Wherein R is_kDenotes the kth rule, T_kIs the number of premise attributes in the kth rule, J₁The number of reference levels for the 1 st prerequisite attribute,

is the T th_kThe number of levels of each precondition attribute, N is the number of output result levels, and theta_kRule weight of the kth rule;_iattribute weight of the ith attribute;

a utility value representing the jth reference level of the ith precondition attribute in the kth rule, where i is 1,2, …, T_k,j＝1,2,…,J_i；J_iThe number of reference levels representing the ith precondition attribute;

the confidence of the corresponding reference level is indicated, where i is 1,2, …, T_k,j＝1,2,…,J_i；D_nN is 1,2 …, N is the evaluation level of the output result, β_n,kIndicates the evaluation result D in the k-th rule_nThe confidence of (2);

calculating a precondition attribute weight based on the incidence relation of the variables, namely calculating the Pearson correlation coefficient of each precondition attribute and the conclusion attribute respectively by using historical sample data, and performing normalization processing to obtain the precondition attribute weight;

then, rule weights are calculated based on the sample membership matrix, and initial rule weights theta are calculated firstly_p(ii) a Assuming that the pth rule is generated by the pth clustering center, the ratio of the number of sample data belonging to the pth class to the total number of the whole sample data is the initial rule weight theta_p(ii) a Then, according to the method of the extended confidence rule base, updating the rule weight according to the inconsistency of the rule; the steps of updating the rule weights are as follows:

the first step is as follows: calculating rule similarity;

first, a calculation formula (3) of similarity is obtained from the euclidean distance:

let X be { X ═ X₁,x₂,…,x_n}，Y＝{y₁,y₂,…,y_n}, the Euclidean distance of which is defined as formula (2):

then:

Sim(X,Y)＝1-d(X,Y) (3)

the rule similarity comprises a front piece similarity SRA and a back piece similarity SRC; two rules with only one conclusion attribute are represented by equations (4) and (5):

confidence score representing the t-th premise attribute in the ith ruleCloth; dⁱA confidence distribution representing an attribute of the conclusion of the ith rule;

the pre-piece similarity SRA and the post-piece similarity SRC of the two rules of equations (4) and (5) are defined as equation (6) and (7), respectively:

SRC(i,k)＝Sim(Dⁱ,D^k) (7)

wherein, the similarity between the ith rule in the formula (6) and the tth precondition attribute of the kth rule is calculated according to the formula (3)

And similarity Sim (D) of conclusion attributes of the ith rule and the kth rule in equation (7)ⁱ,D^k)；

The second step is that: calculating the rule inconsistency;

Cons(R_i,R_k)＝exp{-[SRA(i,k)/SRC(i,k)-1.0]²/[1/SRA(i,k)]²} (8)

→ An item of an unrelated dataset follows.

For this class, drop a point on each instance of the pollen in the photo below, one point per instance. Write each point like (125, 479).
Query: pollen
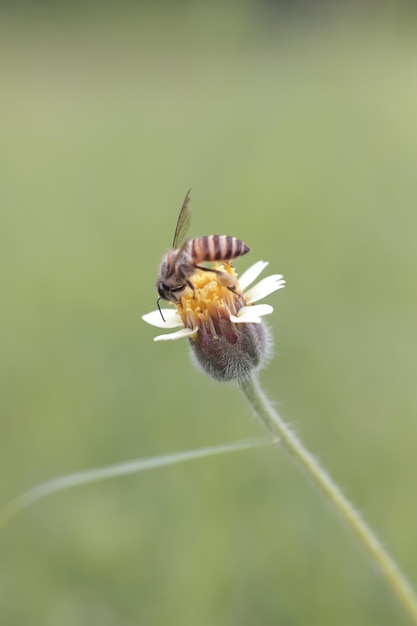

wherein, Cons (R)_i,R_k)∈[0,1]；

Then, the inconsistency of the ith rule for the whole rule base is calculated:

the third step: updating the rule weight;

the formula for calculating the rule weight is as follows:

wherein the content of the first and second substances,

the updating weight of the p rule is obtained, and the value range of the constant lambda is (0, 1);

according to the steps, a confidence rule base is directly constructed from the data, and the automatic generation of the confidence rules is realized.